Admittedly, the conflict already is an intensely international one. Rebel forces ranged against Syrian dictator Bashar al-Assad have the material and diplomatic support of the West and its Middle Eastern partners, notably Saudi Arabia, Qatar and Turkey. Their objective is to replace the dynastic and oppressive rule in Syria with a new dispensation that will be inclusively democratic. The objective of displacing the regime is also shared by one of the most regressive and bloodthirsty pretenders to the throne that world history has created: the Islamic State in Iraq and Syria. The irredentist ISIS, and the nascent caliphate that it is building on the ashes of the old order, already threatens the tenuous structures of power and authority in the Middle East.
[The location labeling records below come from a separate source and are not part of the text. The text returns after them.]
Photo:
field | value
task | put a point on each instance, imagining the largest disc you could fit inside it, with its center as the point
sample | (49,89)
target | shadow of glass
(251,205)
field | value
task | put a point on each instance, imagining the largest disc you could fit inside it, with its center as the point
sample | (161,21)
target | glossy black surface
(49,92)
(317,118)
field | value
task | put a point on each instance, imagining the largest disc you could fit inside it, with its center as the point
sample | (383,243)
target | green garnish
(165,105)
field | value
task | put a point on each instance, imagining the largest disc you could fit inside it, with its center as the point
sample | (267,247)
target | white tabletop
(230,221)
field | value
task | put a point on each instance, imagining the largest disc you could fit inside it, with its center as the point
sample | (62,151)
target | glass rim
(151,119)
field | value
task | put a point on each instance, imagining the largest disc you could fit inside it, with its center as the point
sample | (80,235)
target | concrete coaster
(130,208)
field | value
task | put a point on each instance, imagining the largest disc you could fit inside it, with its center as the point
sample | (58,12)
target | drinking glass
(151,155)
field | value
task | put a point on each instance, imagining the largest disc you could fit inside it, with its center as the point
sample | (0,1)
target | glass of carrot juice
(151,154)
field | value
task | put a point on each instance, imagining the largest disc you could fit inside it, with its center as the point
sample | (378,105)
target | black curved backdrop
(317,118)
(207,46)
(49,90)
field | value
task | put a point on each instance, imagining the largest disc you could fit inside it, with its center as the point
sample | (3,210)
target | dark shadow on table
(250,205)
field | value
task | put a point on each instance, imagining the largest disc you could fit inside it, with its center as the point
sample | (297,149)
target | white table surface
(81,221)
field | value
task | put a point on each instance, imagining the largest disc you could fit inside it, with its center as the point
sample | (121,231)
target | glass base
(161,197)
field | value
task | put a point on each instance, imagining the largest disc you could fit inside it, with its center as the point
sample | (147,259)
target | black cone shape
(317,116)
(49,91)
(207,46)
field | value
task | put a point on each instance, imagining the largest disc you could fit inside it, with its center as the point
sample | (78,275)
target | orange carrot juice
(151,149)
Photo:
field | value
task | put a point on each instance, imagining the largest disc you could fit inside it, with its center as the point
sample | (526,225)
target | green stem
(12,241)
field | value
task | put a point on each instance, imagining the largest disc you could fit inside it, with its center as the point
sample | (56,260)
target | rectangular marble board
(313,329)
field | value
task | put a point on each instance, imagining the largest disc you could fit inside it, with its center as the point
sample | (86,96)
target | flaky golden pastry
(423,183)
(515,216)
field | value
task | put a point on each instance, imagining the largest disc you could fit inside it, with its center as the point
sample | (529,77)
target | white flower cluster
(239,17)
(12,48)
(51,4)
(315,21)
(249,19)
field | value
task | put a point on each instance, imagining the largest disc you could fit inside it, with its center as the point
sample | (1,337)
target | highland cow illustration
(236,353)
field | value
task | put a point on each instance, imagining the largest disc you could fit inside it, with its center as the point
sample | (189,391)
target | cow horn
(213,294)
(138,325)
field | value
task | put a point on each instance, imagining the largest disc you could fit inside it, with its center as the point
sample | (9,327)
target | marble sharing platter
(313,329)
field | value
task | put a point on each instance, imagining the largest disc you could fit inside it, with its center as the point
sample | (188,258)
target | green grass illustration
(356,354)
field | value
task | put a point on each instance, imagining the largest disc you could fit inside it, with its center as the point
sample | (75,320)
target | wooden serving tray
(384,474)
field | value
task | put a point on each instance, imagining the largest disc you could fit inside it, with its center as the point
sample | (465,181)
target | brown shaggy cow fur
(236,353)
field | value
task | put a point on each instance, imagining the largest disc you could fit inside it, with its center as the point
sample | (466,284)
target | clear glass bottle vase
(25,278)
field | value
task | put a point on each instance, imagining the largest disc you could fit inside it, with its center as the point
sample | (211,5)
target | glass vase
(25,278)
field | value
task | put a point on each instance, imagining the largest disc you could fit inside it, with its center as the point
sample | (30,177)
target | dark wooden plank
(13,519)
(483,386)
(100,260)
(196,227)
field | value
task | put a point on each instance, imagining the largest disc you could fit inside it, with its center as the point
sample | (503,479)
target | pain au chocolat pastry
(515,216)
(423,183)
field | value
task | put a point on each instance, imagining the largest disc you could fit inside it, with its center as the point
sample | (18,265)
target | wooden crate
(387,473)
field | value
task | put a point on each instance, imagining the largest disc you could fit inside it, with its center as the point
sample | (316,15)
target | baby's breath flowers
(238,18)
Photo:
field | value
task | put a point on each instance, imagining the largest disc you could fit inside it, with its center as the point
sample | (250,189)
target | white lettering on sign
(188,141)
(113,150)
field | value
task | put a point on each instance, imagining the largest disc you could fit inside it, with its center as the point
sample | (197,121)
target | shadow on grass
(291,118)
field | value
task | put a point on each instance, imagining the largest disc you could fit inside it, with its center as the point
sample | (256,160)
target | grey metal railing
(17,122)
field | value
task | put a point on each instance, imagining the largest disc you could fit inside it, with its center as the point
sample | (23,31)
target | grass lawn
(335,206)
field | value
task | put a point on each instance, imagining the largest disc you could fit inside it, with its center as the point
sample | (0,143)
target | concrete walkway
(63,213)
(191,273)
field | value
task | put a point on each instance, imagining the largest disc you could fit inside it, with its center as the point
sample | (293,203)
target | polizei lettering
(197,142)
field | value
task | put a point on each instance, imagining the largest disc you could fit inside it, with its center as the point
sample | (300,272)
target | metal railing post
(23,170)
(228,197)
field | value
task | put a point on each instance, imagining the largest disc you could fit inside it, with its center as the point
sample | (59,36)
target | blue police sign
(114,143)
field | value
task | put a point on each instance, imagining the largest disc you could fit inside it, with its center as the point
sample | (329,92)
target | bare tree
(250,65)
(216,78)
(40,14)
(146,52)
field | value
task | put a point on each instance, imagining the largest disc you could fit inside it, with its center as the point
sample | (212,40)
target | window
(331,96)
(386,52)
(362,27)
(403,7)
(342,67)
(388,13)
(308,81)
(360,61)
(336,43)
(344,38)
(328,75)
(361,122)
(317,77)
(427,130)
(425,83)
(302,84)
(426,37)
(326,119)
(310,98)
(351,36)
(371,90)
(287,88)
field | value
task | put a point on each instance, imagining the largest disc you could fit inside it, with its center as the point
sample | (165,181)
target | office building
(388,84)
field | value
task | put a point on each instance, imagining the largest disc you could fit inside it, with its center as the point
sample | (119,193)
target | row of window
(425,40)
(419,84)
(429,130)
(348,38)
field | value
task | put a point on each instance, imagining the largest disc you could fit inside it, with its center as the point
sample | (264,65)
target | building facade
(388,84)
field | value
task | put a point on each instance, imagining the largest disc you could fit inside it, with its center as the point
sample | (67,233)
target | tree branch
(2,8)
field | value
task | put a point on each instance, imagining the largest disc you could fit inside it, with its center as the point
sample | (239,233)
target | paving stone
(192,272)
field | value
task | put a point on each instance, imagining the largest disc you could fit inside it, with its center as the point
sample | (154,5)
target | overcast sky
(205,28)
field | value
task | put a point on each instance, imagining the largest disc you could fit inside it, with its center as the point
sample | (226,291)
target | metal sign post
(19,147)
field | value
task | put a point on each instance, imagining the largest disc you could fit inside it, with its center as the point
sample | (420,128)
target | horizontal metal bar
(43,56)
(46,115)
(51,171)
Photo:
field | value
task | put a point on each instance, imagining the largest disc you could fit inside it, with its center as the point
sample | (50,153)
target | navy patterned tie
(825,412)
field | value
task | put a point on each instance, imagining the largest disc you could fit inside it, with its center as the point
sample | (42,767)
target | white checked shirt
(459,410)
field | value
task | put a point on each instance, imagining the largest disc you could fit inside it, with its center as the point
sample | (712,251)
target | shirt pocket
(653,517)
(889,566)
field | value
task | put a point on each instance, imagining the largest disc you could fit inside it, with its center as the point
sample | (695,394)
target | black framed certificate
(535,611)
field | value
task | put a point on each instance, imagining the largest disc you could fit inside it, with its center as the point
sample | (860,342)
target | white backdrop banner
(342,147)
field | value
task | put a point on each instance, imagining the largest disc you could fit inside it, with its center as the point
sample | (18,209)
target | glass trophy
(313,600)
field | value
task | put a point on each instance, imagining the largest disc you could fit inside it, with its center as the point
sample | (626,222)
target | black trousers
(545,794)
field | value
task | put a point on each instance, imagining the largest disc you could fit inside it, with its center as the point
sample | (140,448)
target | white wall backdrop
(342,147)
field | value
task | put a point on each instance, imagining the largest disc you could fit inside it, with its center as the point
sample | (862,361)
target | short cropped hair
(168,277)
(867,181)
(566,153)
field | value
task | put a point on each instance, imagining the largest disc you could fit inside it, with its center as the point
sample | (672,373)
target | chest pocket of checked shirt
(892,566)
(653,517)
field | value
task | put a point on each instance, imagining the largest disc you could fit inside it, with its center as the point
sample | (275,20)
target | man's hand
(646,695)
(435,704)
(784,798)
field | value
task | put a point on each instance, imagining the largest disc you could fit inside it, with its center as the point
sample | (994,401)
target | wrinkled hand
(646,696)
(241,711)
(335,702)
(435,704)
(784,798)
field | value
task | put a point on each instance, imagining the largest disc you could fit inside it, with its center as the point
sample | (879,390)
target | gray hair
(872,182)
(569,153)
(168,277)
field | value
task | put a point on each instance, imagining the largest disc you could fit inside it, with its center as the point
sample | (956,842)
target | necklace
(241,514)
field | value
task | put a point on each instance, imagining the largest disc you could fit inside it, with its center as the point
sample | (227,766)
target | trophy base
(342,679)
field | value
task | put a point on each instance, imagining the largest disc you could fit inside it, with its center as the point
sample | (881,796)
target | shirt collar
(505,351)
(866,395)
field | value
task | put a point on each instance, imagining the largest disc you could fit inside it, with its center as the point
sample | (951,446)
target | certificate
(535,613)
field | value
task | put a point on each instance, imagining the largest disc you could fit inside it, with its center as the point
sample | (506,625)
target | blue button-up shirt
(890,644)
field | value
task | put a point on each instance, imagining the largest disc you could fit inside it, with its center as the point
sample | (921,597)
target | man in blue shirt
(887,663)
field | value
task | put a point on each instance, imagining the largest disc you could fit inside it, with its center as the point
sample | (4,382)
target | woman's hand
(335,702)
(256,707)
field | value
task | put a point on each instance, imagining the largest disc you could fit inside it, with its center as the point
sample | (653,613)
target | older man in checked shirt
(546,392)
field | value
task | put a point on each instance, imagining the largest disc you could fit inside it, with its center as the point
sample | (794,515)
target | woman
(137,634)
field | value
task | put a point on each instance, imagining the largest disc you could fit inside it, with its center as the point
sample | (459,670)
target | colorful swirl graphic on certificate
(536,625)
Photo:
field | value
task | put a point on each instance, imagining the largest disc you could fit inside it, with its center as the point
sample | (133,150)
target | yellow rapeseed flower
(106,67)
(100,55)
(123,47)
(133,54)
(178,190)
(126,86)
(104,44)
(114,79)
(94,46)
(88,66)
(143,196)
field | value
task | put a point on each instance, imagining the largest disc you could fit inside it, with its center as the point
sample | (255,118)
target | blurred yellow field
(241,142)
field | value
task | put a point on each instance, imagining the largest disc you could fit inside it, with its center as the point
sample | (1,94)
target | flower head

Its attractiveness to foreign insurgents drawn from as far away as South-east Asia signals its potential to become a globally disruptive force.
In this situation, Russian air strikes on ISIS should put it on the same political page as the West. However, international strategic objectives cannot possibly converge given that Russia's aim is to shore up the Assad regime, which the West is committed to overthrowing. Instead, the Russian initiative will strengthen the hand of Iran in Syria, a development that will elicit the heightened enmity of Saudi Arabia and other countries to which the consolidation of an Iranian sphere of influence is anathema. By entering the military fray to support a rogue, Russia has hardened regional positions. While any military contribution to the destruction of ISIS is welcome news, Moscow's intervention has raised the stakes in Syria.
This reassertion of Russia's ability to act far beyond its borders is a throwback to the days of the Soviet Union. The ill-advised and ill-fated Soviet invasion of Afghanistan in 1979 resulted not only in an eventual pullout but also making that country synonymous with international insecurity. Syria's civil war has the makings of a new struggle for supremacy in the Middle East in which no player can hope for an outright military solution. Only a political resolution will do if the country is to avoid becoming a major international flashpoint. Anarchy must not hand victory to ISIS.